In IR-2023-143, the Internal Revenue Service (IRS) and affiliated Security Summit partners warned tax professionals they must recognize the signs of data theft. Tax professionals are a priority target for data identity thieves because they have valuable client data that is very attractive for identity thieves.
IRS Commissioner Danny Werfel noted, "It is important for tax professionals to protect their systems from identity thieves who always look for new methods to steal data. There are practical ways for practitioners to keep on top of the latest trends and signs of data and identity theft."
Tax professionals should know the warning signs their clients may receive.

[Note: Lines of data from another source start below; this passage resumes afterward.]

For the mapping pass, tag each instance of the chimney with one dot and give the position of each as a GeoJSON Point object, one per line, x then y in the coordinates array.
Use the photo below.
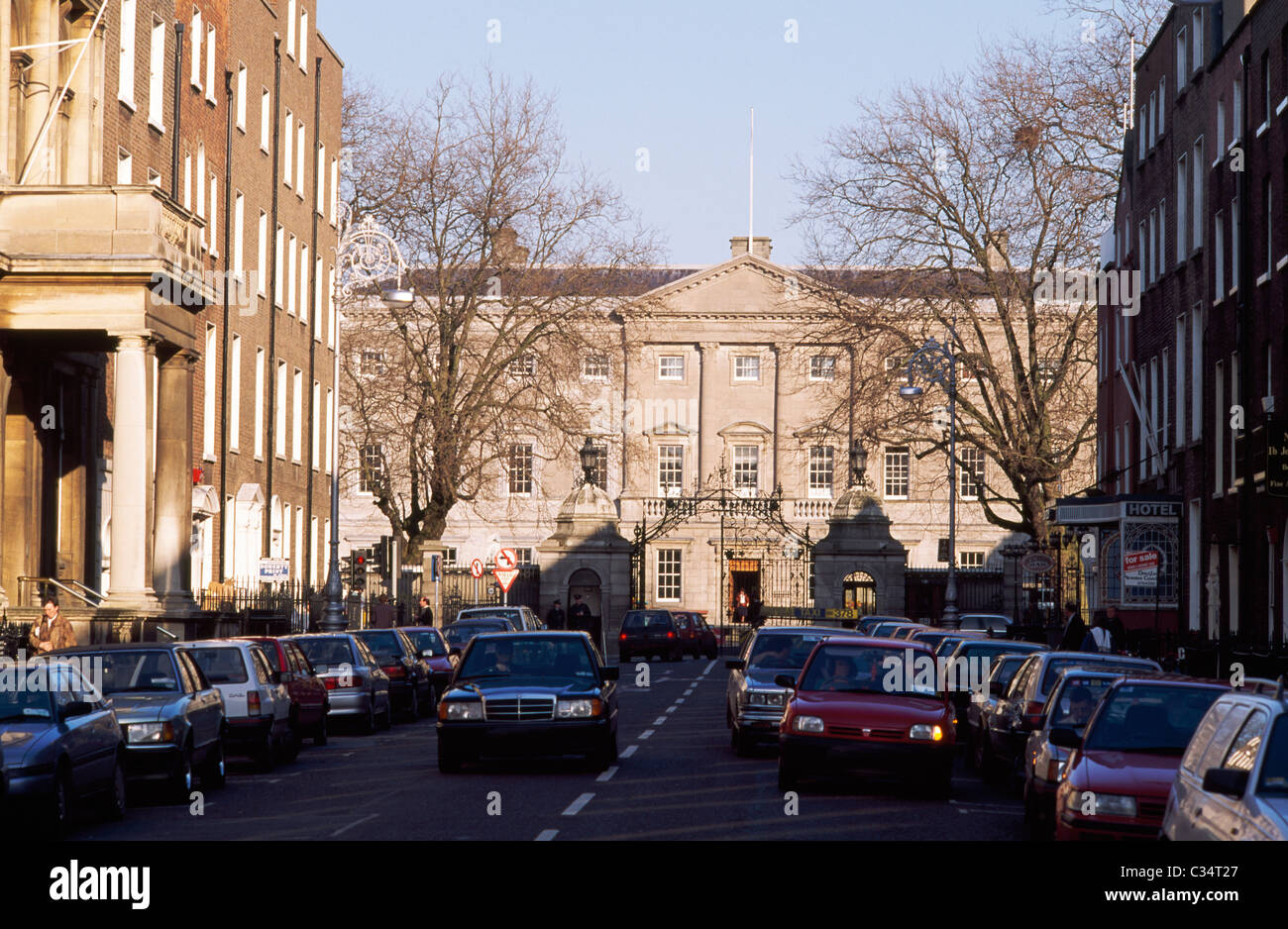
{"type": "Point", "coordinates": [760, 246]}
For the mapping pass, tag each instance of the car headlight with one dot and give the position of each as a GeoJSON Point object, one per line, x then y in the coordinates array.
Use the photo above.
{"type": "Point", "coordinates": [576, 709]}
{"type": "Point", "coordinates": [143, 734]}
{"type": "Point", "coordinates": [462, 709]}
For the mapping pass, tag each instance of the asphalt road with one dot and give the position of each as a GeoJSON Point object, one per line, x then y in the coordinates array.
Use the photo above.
{"type": "Point", "coordinates": [678, 778]}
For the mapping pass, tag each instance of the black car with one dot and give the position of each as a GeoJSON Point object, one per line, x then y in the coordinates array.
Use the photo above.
{"type": "Point", "coordinates": [410, 678]}
{"type": "Point", "coordinates": [171, 715]}
{"type": "Point", "coordinates": [649, 632]}
{"type": "Point", "coordinates": [529, 693]}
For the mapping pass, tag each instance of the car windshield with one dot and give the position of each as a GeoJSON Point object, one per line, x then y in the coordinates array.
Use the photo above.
{"type": "Point", "coordinates": [1149, 718]}
{"type": "Point", "coordinates": [1057, 665]}
{"type": "Point", "coordinates": [1274, 769]}
{"type": "Point", "coordinates": [384, 644]}
{"type": "Point", "coordinates": [127, 671]}
{"type": "Point", "coordinates": [325, 654]}
{"type": "Point", "coordinates": [782, 650]}
{"type": "Point", "coordinates": [1073, 704]}
{"type": "Point", "coordinates": [871, 670]}
{"type": "Point", "coordinates": [428, 640]}
{"type": "Point", "coordinates": [220, 665]}
{"type": "Point", "coordinates": [528, 659]}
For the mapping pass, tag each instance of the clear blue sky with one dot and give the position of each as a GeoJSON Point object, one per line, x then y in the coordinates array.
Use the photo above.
{"type": "Point", "coordinates": [678, 78]}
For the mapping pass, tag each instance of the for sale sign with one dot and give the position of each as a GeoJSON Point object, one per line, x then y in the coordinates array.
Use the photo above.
{"type": "Point", "coordinates": [1140, 568]}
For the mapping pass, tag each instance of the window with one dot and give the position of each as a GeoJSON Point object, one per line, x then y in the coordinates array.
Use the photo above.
{"type": "Point", "coordinates": [372, 468]}
{"type": "Point", "coordinates": [971, 481]}
{"type": "Point", "coordinates": [194, 38]}
{"type": "Point", "coordinates": [156, 75]}
{"type": "Point", "coordinates": [235, 395]}
{"type": "Point", "coordinates": [746, 468]}
{"type": "Point", "coordinates": [593, 368]}
{"type": "Point", "coordinates": [822, 368]}
{"type": "Point", "coordinates": [266, 120]}
{"type": "Point", "coordinates": [898, 465]}
{"type": "Point", "coordinates": [279, 446]}
{"type": "Point", "coordinates": [259, 403]}
{"type": "Point", "coordinates": [209, 388]}
{"type": "Point", "coordinates": [297, 417]}
{"type": "Point", "coordinates": [822, 461]}
{"type": "Point", "coordinates": [669, 574]}
{"type": "Point", "coordinates": [519, 469]}
{"type": "Point", "coordinates": [129, 27]}
{"type": "Point", "coordinates": [210, 63]}
{"type": "Point", "coordinates": [263, 253]}
{"type": "Point", "coordinates": [124, 166]}
{"type": "Point", "coordinates": [670, 469]}
{"type": "Point", "coordinates": [670, 368]}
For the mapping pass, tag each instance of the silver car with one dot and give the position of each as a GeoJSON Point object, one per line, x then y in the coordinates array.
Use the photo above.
{"type": "Point", "coordinates": [754, 702]}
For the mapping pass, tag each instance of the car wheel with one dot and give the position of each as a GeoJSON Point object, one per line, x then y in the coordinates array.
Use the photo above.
{"type": "Point", "coordinates": [114, 800]}
{"type": "Point", "coordinates": [215, 773]}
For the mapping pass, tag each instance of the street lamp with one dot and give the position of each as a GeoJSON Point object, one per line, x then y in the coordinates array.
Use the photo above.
{"type": "Point", "coordinates": [365, 257]}
{"type": "Point", "coordinates": [938, 364]}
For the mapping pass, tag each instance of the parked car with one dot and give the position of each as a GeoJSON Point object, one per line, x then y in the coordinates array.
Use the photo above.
{"type": "Point", "coordinates": [59, 744]}
{"type": "Point", "coordinates": [848, 714]}
{"type": "Point", "coordinates": [697, 639]}
{"type": "Point", "coordinates": [410, 677]}
{"type": "Point", "coordinates": [649, 632]}
{"type": "Point", "coordinates": [984, 699]}
{"type": "Point", "coordinates": [171, 715]}
{"type": "Point", "coordinates": [969, 666]}
{"type": "Point", "coordinates": [754, 701]}
{"type": "Point", "coordinates": [522, 618]}
{"type": "Point", "coordinates": [1120, 773]}
{"type": "Point", "coordinates": [1020, 708]}
{"type": "Point", "coordinates": [356, 684]}
{"type": "Point", "coordinates": [459, 633]}
{"type": "Point", "coordinates": [437, 653]}
{"type": "Point", "coordinates": [1233, 779]}
{"type": "Point", "coordinates": [1074, 697]}
{"type": "Point", "coordinates": [529, 693]}
{"type": "Point", "coordinates": [257, 704]}
{"type": "Point", "coordinates": [309, 700]}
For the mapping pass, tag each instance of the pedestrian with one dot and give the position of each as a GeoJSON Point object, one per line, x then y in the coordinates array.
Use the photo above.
{"type": "Point", "coordinates": [1099, 639]}
{"type": "Point", "coordinates": [1074, 629]}
{"type": "Point", "coordinates": [52, 632]}
{"type": "Point", "coordinates": [579, 614]}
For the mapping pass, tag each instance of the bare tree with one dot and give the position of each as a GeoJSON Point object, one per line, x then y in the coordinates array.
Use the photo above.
{"type": "Point", "coordinates": [510, 245]}
{"type": "Point", "coordinates": [974, 192]}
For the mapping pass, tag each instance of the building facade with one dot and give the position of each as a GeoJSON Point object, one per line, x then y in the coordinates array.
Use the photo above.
{"type": "Point", "coordinates": [146, 310]}
{"type": "Point", "coordinates": [1192, 376]}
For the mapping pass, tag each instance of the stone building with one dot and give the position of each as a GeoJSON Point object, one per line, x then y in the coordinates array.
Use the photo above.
{"type": "Point", "coordinates": [136, 383]}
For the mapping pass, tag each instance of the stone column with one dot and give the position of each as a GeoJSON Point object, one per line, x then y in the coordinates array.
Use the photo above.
{"type": "Point", "coordinates": [132, 588]}
{"type": "Point", "coordinates": [171, 549]}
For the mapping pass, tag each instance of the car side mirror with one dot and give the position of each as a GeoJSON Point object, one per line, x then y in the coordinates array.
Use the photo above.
{"type": "Point", "coordinates": [1065, 738]}
{"type": "Point", "coordinates": [1229, 781]}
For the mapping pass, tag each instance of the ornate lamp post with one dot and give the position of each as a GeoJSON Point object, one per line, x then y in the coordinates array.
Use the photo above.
{"type": "Point", "coordinates": [938, 364]}
{"type": "Point", "coordinates": [365, 257]}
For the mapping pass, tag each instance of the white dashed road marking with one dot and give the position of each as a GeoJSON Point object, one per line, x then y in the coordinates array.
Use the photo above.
{"type": "Point", "coordinates": [575, 807]}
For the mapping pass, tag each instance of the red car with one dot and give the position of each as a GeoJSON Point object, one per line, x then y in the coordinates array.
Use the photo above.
{"type": "Point", "coordinates": [1119, 774]}
{"type": "Point", "coordinates": [864, 704]}
{"type": "Point", "coordinates": [309, 701]}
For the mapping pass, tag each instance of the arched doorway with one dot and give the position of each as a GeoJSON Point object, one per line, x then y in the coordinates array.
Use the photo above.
{"type": "Point", "coordinates": [859, 592]}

- Notice of IRS Online Account — An identity thief will create an account for a client without his or her consent. The client then receives notice of the account or that an existing account was improperly accessed.
- Tax Transcript — The client receives a tax transcript that was not requested.
- IRS Tax Balance Due — The client receives a notice claiming to be from the IRS that they owe additional tax. The tax due is different from the amount reported on his or her tax return.
- Unexpected Call or Email — A client responds to an email that claims to have been sent by the tax professional but was actually sent by a fraudster.
- Unexpected Tax Refund — The client has not filed a tax return but receives a large check from the IRS.
There are several red flags related to the business operations of the tax professional.
- Slow Computer or Network Response — The computer network has slowed down. This may be a sign of malware, which would report all computer activity to a fraudster.
- Unexpected Computer Actions — The computer cursor moves on its own or numbers change without any action by the tax professional. It may be discovered that the fraudster has locked files or a computer to prevent access to client data.
- Rejected Tax Return — The IRS informs the tax professional that a return is rejected because it has already been filed using that Social Security Number.
- Unexpected IRS Letter — The client has not filed a tax return but receives an IRS authentication letter that reports a return was filed.
- Multiple e-File Receipts — Normally, the tax professional will receive acknowledgments after e-filing a tax return. If you receive more acknowledgments than returns filed, a fraudster may be involved.
Tax professionals should report any fraud to the local IRS stakeholder liaison. An email should also be sent to the Federation of Tax Administrators at [email protected]
. In addition, clients should obtain an Identity Protection (IP) PIN or complete IRS Form 14039, Identity Theft Affidavit.